# Natural Language Understanding

In this section we go through topics related to text understanding. We cover such topics like:
    
- Similarity measures
- Word Vectors
- Vector Space Model
- Type of vectorizers
- Build a vectorizer with Tensorflow.

## Similarity measures

Word does have different meanings. This makes the comparison and analysis a bit more complex.

In [1]:
from textblob import Word

w = Word("developer")

for synset, definition in zip(w.get_synsets(), w.define()):
    print(synset, definition)

Synset('developer.n.01') someone who develops real estate (especially someone who prepares a site for residential or commercial use)
Synset('developer.n.02') photographic equipment consisting of a chemical solution for developing film


## Similarity measures

There are plenty of methods to measure the similarity of strings. Two most popular Python libraries examples for such measure are shown. We compare two strings: trains and training. The SequenceMatcher class allow us to use the Gestalt pattern matching algorithm:

In [2]:
from difflib import SequenceMatcher
a = "training"
b = "trains"
print(len(a))
print(len(b))
ratio = SequenceMatcher(None, a, b).ratio()
print(ratio)

8
6
0.7142857142857143


The distance is a normalized value between 0 and 1, where 1 means identical.

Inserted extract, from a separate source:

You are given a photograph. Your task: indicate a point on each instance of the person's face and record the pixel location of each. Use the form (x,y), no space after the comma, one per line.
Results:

A different approach is shown below. We use the Jellyfish library. There are a few methods that we can use here. One of it is the Levenshtein distance. Below the distance and normalize distance values are calculated.

In [3]:
import jellyfish
distance = jellyfish.levenshtein_distance(a,b)
print(distance)

normalized_distance = distance/max(len(a),len(b))
print(1.0-normalized_distance)

3
0.625


Some words can be more similar to each other than other. We can build a similarity matrix to check it where 1 mean equal and 0 totally different.

In [4]:
import spacy

nlp = spacy.load("en_core_web_sm")

tokens = nlp(u'king queen horse cat desk lamp')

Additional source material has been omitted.